Campana Serenade
- Genre: Popular music
- Running time: 30 minutes
- Country of origin: United States
- Language: English
- Home station: KNX
- Syndicates: NBC (1942-1943) CBS (1943-1944)
- Starring: Dick Powell
- Announcer: Henry Charles
- Original release: October 10, 1942 – February 16, 1944
- Sponsored by: Campana cosmetic company

= Campana Serenade =

1942-1944 old-time radio music program

Campana Serenade is an old-time radio music program in the United States. It was broadcast on NBC from October 10, 1942, to April 10, 1943, and on CBS from September 4, 1943, to February 16, 1944.

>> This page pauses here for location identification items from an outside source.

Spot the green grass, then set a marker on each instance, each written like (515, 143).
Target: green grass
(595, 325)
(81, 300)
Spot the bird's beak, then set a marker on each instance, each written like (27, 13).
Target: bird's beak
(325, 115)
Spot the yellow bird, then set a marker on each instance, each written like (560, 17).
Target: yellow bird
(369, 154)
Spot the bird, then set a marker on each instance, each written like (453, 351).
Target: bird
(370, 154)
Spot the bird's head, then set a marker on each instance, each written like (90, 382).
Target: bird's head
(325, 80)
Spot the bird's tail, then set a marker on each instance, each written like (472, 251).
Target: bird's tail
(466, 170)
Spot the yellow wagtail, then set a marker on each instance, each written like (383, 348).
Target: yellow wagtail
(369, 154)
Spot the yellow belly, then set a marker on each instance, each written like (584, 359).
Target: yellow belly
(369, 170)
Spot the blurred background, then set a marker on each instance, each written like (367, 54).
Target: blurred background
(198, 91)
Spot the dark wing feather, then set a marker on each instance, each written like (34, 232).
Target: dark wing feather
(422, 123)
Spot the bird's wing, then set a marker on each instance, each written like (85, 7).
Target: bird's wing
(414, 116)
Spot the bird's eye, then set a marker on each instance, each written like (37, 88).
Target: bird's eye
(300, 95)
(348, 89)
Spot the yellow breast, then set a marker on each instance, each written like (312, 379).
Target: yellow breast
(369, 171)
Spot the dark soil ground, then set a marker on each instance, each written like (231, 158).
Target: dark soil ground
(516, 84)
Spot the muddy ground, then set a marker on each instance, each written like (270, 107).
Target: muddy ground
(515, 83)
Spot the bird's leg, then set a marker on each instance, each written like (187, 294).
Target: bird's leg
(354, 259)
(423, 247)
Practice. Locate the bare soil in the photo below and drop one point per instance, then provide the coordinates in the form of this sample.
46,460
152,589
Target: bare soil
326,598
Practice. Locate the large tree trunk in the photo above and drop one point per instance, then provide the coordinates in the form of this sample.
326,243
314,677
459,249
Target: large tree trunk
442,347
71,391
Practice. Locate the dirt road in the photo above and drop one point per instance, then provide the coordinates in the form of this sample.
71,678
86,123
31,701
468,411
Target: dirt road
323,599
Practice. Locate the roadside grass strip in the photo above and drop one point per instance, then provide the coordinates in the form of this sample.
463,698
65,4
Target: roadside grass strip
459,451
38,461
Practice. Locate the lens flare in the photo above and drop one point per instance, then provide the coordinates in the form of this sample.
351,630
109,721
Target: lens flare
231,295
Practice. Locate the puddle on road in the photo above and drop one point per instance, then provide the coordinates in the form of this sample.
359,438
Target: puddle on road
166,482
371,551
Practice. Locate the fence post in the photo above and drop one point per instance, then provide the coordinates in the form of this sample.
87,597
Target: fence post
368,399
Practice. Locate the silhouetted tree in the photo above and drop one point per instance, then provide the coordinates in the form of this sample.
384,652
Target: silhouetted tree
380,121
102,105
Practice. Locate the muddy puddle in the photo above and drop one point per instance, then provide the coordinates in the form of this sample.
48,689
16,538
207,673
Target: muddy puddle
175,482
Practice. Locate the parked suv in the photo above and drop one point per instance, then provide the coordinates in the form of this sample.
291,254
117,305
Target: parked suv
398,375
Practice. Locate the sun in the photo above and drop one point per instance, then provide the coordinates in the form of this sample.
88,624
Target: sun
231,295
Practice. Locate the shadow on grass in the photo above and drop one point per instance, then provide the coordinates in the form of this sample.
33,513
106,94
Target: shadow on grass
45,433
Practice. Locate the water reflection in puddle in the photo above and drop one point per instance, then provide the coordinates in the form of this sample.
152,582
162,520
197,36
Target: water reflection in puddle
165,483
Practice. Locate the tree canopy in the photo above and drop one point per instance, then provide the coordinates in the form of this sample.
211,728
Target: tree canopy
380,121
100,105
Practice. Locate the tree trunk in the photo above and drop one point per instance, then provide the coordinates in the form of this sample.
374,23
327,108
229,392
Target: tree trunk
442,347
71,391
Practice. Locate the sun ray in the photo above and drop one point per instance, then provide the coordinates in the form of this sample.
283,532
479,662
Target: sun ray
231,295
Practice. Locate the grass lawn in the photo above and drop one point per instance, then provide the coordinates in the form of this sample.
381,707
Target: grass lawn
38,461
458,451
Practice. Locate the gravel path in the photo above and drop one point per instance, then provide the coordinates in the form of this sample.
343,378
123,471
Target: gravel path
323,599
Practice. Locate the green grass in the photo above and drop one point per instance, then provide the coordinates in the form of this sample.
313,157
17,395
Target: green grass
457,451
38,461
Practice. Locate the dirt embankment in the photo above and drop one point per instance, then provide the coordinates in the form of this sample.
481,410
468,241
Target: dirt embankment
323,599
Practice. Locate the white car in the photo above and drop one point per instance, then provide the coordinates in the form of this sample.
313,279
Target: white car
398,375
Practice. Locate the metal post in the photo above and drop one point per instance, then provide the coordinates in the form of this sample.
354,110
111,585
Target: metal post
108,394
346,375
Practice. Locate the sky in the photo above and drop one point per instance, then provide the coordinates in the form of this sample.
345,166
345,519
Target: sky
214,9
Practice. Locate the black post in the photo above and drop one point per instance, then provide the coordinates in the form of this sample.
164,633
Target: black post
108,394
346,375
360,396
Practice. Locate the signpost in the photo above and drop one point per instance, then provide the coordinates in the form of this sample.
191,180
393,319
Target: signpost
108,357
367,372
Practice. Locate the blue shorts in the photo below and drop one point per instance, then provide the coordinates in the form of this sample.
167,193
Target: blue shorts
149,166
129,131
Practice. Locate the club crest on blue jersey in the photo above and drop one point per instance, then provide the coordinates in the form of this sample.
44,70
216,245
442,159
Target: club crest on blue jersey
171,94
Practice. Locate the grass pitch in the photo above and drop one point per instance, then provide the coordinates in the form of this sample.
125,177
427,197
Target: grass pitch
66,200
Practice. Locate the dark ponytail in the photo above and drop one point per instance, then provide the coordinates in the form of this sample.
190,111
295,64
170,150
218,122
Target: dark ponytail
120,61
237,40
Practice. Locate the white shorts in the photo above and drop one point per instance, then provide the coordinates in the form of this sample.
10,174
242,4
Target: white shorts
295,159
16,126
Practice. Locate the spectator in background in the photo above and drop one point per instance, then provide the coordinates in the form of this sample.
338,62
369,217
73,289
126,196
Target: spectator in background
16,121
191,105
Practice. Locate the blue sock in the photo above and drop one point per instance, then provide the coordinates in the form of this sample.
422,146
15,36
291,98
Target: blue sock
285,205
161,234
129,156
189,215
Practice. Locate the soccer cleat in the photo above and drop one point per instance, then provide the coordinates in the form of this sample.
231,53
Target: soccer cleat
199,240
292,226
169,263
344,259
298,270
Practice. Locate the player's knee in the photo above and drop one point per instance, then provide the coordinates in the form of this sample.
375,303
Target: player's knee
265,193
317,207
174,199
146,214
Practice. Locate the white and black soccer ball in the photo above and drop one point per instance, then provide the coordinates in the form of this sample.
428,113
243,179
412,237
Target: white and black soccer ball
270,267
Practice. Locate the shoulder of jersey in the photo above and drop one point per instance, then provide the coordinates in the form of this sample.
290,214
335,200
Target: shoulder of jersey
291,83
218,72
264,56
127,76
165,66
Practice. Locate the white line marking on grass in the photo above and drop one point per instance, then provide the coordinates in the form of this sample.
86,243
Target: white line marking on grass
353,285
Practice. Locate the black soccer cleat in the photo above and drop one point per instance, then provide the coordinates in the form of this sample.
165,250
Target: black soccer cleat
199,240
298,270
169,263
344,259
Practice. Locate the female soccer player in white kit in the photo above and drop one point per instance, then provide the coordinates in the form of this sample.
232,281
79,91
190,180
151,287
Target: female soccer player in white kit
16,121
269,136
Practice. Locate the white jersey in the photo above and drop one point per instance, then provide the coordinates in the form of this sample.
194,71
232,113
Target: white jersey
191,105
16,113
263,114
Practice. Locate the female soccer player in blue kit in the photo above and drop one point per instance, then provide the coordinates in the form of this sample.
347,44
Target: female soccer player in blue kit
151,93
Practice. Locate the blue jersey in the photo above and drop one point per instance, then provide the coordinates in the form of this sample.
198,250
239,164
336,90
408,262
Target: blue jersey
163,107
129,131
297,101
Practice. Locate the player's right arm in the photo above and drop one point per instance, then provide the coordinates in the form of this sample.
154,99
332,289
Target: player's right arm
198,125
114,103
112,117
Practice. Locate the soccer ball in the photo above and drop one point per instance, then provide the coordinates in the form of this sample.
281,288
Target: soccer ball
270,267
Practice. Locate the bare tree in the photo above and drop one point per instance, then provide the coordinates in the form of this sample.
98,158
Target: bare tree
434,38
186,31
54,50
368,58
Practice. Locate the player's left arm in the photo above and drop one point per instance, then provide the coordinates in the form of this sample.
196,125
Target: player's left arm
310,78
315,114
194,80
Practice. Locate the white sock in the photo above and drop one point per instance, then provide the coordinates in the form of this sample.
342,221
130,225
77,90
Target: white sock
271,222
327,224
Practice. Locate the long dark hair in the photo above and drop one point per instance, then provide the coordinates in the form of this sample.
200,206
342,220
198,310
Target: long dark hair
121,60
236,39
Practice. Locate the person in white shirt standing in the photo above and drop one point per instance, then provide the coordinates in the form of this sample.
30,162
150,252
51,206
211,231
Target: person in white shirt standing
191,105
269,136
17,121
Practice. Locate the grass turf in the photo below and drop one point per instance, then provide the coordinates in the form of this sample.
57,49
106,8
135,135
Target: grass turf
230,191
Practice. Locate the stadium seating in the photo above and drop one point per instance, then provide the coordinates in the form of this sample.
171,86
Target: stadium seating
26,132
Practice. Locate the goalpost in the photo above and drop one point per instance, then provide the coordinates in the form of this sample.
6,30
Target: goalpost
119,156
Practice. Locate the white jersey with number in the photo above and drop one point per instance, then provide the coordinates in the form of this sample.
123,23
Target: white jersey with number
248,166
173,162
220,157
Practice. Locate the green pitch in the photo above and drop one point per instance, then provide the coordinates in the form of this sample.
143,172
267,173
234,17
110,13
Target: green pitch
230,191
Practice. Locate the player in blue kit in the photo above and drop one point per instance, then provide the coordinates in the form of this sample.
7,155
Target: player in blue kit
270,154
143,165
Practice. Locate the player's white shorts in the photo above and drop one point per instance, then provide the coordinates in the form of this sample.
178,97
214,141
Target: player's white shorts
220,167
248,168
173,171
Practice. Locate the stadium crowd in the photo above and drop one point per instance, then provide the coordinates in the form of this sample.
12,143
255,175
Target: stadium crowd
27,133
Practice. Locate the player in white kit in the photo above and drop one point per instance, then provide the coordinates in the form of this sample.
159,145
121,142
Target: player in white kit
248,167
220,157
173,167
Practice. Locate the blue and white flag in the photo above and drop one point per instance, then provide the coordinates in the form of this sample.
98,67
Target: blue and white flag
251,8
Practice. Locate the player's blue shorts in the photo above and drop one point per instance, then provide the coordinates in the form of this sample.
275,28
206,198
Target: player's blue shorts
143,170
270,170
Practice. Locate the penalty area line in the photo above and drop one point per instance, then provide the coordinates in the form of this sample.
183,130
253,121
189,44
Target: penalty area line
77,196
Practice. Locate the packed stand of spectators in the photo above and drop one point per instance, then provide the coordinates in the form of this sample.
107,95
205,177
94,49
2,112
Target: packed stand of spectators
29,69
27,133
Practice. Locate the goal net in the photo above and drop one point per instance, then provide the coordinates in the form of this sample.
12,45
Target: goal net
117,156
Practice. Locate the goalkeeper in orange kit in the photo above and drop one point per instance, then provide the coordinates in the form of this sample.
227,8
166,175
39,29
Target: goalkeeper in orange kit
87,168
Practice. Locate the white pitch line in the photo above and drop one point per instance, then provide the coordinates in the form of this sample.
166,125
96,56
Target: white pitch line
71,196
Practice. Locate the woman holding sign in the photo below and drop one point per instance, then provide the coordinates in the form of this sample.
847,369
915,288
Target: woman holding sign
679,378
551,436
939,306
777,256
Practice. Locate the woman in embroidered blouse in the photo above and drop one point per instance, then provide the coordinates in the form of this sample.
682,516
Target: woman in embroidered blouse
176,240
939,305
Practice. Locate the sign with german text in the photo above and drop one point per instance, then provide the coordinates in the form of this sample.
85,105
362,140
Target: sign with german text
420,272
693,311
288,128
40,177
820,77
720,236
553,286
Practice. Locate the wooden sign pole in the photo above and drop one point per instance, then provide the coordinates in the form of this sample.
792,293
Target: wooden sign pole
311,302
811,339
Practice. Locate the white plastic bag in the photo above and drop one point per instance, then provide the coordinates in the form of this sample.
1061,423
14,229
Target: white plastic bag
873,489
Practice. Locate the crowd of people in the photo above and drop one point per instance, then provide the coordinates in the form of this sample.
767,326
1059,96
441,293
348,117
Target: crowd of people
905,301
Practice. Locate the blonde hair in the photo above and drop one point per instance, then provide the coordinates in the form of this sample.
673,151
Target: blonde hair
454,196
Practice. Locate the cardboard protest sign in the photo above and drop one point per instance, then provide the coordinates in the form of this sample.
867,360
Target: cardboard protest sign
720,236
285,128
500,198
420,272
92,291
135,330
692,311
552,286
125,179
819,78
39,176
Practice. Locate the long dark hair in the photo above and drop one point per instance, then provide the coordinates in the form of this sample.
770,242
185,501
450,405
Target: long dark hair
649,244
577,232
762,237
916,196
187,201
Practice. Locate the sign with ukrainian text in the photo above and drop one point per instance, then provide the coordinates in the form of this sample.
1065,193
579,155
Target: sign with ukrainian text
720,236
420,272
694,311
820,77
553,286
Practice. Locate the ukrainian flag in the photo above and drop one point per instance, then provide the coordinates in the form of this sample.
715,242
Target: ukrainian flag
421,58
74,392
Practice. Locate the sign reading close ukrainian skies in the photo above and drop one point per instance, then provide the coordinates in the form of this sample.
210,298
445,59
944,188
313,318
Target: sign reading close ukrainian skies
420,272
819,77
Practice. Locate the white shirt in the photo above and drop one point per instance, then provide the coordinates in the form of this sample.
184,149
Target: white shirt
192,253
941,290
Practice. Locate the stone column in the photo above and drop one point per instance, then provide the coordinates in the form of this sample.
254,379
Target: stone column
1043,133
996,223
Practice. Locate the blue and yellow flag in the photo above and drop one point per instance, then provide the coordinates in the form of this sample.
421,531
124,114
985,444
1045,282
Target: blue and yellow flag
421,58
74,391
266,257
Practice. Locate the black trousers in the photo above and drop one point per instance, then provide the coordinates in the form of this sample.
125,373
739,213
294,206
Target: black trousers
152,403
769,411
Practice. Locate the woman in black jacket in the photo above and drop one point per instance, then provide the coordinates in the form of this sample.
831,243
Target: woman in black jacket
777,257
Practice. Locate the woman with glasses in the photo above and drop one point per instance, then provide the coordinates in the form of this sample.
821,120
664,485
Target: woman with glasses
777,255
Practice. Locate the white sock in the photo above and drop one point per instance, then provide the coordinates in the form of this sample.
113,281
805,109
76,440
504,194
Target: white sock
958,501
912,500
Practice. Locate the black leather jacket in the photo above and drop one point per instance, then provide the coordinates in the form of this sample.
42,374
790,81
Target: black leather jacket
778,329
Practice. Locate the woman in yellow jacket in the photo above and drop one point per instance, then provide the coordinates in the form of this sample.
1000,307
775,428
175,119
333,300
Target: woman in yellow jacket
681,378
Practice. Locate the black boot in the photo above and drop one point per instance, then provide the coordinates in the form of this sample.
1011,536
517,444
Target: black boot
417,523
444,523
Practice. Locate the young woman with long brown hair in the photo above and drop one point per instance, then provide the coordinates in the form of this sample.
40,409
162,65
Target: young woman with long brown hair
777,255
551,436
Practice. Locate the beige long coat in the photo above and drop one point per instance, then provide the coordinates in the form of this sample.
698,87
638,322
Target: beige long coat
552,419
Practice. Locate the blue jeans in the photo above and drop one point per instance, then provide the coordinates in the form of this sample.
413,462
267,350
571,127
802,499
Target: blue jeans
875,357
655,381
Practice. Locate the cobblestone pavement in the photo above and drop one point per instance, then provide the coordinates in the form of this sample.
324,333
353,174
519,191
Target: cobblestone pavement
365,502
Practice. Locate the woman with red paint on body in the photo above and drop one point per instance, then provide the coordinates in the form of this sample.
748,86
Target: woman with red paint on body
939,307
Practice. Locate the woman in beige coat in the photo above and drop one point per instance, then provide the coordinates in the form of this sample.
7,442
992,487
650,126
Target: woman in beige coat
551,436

Dick Powell starred in both versions of Campana Serenade. The 1942-1943 episodes also featured the Music Maids, with Matty Malneck and his orchestra. Joining Powell in the 1943-1944 programs were singer Martha Tilton and Lud Gluskin and his orchestra. Henry Charles was the announcer.

Originating at KNX in Los Angeles, California, the show was sponsored by Campana, a cosmetics manufacturer, advertising its Campana Balm, Dreskin, Coolies, DDD, and Solitaire Make-Up products.

The trade publication Broadcasting reported that the break in the program's broadcasts resulted from a shortage of glycerine.